Multiple datasets (sources) in the same DBT project

I am new to DBT and I am facing a design challenge. The thing is I have 20+ data integrations. Each integration is feeding data into one Postgres DB. The Postgres DB has several tables for example integration_1_assets, integration_2_assets. These tables are all for assets but have different datasets (different column names etc).

Now I would like to create a DBT project to pick data for each integration then transform these into one final dim_assets table. They may be one or more data transformations before coming final insert into dim_assets. Business requires that we run the transformations for each integration differently i.e. integration_1 should have its own transformation pipeline independent of others.

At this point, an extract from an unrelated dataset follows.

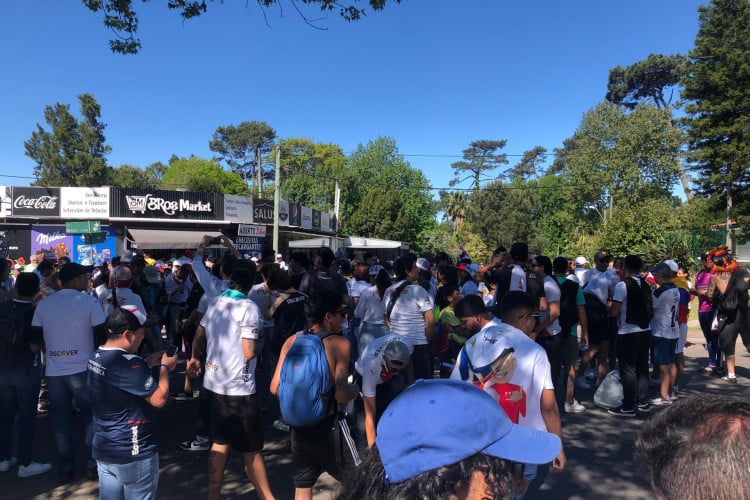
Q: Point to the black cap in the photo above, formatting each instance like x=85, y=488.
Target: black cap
x=471, y=305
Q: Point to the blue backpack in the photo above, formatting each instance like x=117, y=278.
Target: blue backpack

Should I create a DBT project for each integration pipeline or I can use one?

Solution

If you have one postgres database with many tables (one per integration), then I think you should have one DBT project.

The docs describe how to set up a postgres connection in profiles.yml

You'll want to configure some sources something like as follows (we'll call this sources.yml):

version: 2

sources:

  - name: assets
    description: "Tables containing assets from various integrations"
    database: your_database
    schema: your_schema
    tables:
      - name: integration_1
        identifier: integration_1_assets
        description: "Assets from integration 1"
      - name: integration_2
...

Following best practices for project structure I would suggest you create a set of 'staging' models that read directly from the source models and execute basic cleaning/transformation:

-- stg_assets_1.sql

    SELECT
        col1 AS standard_column_name_1,
        ...
        colN AS standard_column_name_N
      FROM
        {{ source('assets', 'integration_1') }}
     WHERE
        data_is_good = true

... then via a series of intermediate steps combine the many staging models into a single dim_assets model.

The project layout would look something like this

models
├── sources
│   └── sources.yml
├── staging
│   ├── stg_models.yml
│   ├── stg_assets_1.sql
...
│   └── stg_assets_N.sql
├── intermediate
│   ├── int_models.yml
│   ├── int_assets_combined_1.sql
...
│   └── int_assets_combined_M.sql
└── final
    ├── final_models.yml
    └── dim_assets.sql

Here the intermediate/final models (or whatever you prefer to call them) would reference the earlier models using {{ ref('stg_assets_1') }} etc.

The other YAML files are your model files, allowing you to document (and test) the models defined in each subdirectory.

Things such as materialisation strategy can be defined in the top level dbt_project.yml (e.g. intermediate models could be ephemeral or views, while your final dim_assets model could be materialised as a table).